The team adopted a new practice: at the top of every notebook, set all seeds:

import numpy as np
import random

RANDOM_SEED = 42
np.random.seed(RANDOM_SEED)
random.seed(RANDOM_SEED)

And in every scikit-learn function, explicitly pass random_state=RANDOM_SEED.

Week 6: Delivering the Project

In the final week, the team prepared to hand off the project to the engineering team for deployment. This is where all the practices from the previous weeks paid off — and where the gaps became apparent.

What Worked

The git history provided a complete record of every change, every decision, and every bug fix. When an engineer asked "Why did you exclude members under 18?", the team could point to a specific commit with a message explaining the rationale.
The requirements.txt allowed the engineering team to set up the environment in minutes, not hours.
The code review history (preserved in GitHub PR comments) documented the team's thinking, including the data coding bug that Devon caught.
The README gave the engineering team a clear starting point for understanding the project.
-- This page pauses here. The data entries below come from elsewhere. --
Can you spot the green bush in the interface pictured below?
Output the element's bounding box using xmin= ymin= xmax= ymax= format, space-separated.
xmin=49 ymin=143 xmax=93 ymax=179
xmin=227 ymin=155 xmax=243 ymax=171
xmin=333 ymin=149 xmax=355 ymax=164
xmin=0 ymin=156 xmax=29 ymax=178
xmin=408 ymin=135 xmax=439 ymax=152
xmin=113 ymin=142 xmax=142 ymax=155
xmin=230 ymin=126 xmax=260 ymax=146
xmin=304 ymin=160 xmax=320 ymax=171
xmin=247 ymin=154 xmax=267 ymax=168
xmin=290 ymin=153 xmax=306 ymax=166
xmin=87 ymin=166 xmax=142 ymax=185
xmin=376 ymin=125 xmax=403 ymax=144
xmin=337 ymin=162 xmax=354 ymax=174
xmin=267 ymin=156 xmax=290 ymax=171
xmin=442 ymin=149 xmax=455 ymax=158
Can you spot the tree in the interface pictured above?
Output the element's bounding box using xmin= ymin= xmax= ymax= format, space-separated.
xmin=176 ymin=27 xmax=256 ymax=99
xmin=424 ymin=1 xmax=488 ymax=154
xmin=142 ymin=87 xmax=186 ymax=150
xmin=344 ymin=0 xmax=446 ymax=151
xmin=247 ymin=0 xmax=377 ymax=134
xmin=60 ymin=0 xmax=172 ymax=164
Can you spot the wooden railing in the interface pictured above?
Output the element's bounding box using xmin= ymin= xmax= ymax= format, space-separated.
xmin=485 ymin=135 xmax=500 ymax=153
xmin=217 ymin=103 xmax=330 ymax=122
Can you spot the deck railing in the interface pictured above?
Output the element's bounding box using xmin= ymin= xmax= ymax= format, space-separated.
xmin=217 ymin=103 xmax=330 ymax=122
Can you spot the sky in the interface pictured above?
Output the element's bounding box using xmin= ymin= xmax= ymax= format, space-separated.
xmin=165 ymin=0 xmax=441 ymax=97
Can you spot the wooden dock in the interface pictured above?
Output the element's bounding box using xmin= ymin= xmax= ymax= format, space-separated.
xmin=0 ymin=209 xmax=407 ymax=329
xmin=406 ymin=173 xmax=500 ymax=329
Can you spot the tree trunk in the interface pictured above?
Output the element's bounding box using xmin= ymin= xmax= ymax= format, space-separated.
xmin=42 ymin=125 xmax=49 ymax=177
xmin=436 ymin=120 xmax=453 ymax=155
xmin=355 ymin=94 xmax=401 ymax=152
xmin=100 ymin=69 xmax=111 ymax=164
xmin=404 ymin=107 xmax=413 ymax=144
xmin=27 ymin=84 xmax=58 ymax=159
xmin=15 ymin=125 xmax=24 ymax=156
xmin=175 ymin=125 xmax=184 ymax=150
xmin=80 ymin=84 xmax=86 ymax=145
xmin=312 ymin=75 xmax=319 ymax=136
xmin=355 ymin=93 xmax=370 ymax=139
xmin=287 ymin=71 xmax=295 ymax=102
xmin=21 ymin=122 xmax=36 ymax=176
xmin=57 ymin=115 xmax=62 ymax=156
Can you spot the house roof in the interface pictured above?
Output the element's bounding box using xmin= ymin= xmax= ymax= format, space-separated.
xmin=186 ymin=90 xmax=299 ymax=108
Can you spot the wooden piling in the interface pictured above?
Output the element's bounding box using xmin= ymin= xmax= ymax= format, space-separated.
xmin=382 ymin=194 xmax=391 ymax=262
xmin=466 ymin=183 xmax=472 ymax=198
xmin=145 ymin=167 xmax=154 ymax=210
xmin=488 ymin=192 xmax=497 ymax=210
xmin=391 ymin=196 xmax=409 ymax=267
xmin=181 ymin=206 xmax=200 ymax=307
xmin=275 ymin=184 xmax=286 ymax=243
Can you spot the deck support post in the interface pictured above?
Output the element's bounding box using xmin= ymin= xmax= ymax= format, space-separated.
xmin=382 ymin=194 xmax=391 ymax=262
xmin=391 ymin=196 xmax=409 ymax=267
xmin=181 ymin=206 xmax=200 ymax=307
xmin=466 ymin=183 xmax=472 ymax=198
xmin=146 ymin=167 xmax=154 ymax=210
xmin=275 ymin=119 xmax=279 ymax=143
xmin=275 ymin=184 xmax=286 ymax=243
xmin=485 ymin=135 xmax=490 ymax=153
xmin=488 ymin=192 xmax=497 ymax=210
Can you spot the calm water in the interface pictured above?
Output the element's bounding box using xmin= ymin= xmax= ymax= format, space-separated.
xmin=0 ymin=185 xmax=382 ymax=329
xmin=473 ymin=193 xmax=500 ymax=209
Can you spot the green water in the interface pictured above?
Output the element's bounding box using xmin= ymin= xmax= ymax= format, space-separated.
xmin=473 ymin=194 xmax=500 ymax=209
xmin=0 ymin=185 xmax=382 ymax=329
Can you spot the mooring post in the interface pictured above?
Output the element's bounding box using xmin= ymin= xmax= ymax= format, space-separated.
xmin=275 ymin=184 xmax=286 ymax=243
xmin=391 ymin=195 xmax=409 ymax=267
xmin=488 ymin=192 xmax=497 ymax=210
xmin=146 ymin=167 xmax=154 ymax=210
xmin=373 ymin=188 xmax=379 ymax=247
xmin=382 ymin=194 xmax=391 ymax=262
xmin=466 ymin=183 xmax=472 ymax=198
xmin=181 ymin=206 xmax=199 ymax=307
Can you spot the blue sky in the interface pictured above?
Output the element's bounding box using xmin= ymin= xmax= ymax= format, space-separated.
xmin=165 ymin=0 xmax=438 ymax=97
What Could Have Been Better

No automated tests. The team had one test file (test_features.py) but it contained only two tests. The engineering team wanted comprehensive tests before deploying the model.
Inconsistent notebook quality. Some notebooks had rich Markdown narration (Lin's visualizations). Others were bare code with cryptic variable names (early notebooks from week 1). The team wished they had enforced notebook narrative standards from the start.
Data documentation was thin. The README explained how to run the code but not how the data was structured, what each column meant, or what the business rules were (e.g., "a member is considered 'at risk' if they have not completed a wellness check by October 1").
No versioned data. The data was stored on a shared drive with no versioning. When the marketing team updated member records mid-project, the data changed without notice, and the team could not go back to the version they had originally analyzed.

Reflections from the Team

After the project, Priya asked each team member: "What was the most valuable practice we used?"

Marcus: "Pull requests and code review, without question. Devon caught the data coding bug that would have invalidated the entire analysis. One pair of fresh eyes saved us weeks of rework."

Lin: "The requirements.txt. I know it sounds basic, but before this project, I had never pinned my dependencies. I can not count the number of times I've been unable to reproduce my own results because a library updated."

Devon: "Honestly, just learning git. Before this project, I had never used version control. I was the 'analysis_final_FINAL_v3' person. Now I cannot imagine working without it. The ability to go back to any previous state of the project is like a superpower."

Priya: "The CONTRIBUTING.md. Having our conventions written down meant we did not waste time debating style choices. When someone asked 'how should I name this branch?', the answer was in the document. When someone forgot to set a random seed, the document was the reference, not a person's opinion."

Discussion Questions

Devon, the least experienced team member, caught the most significant bug during code review. What does this tell you about the value of diverse perspectives in code review? Should junior team members always review senior team members' code?
The team's biggest gap was the lack of automated tests. Why are tests important for data science projects, and how do they differ from tests in traditional software engineering?
Priya used an absolute file path that broke on Marcus's machine. This is one of the most common reproducibility failures. Why do you think people keep making this mistake, even experienced data scientists?
The team wished they had versioned their data. For large datasets that change frequently, what strategies could they use? (Hint: think about DVC, database snapshots, or data lakes.)
Think about a group project you have worked on (in any context). What collaboration problems did you experience? Which of the practices from this case study would have helped?
Marcus spent 30 minutes teaching Devon the git basics. Some teams argue that training time is "wasted" when there is a deadline. How would you make the case that investing in tool training saves time in the long run?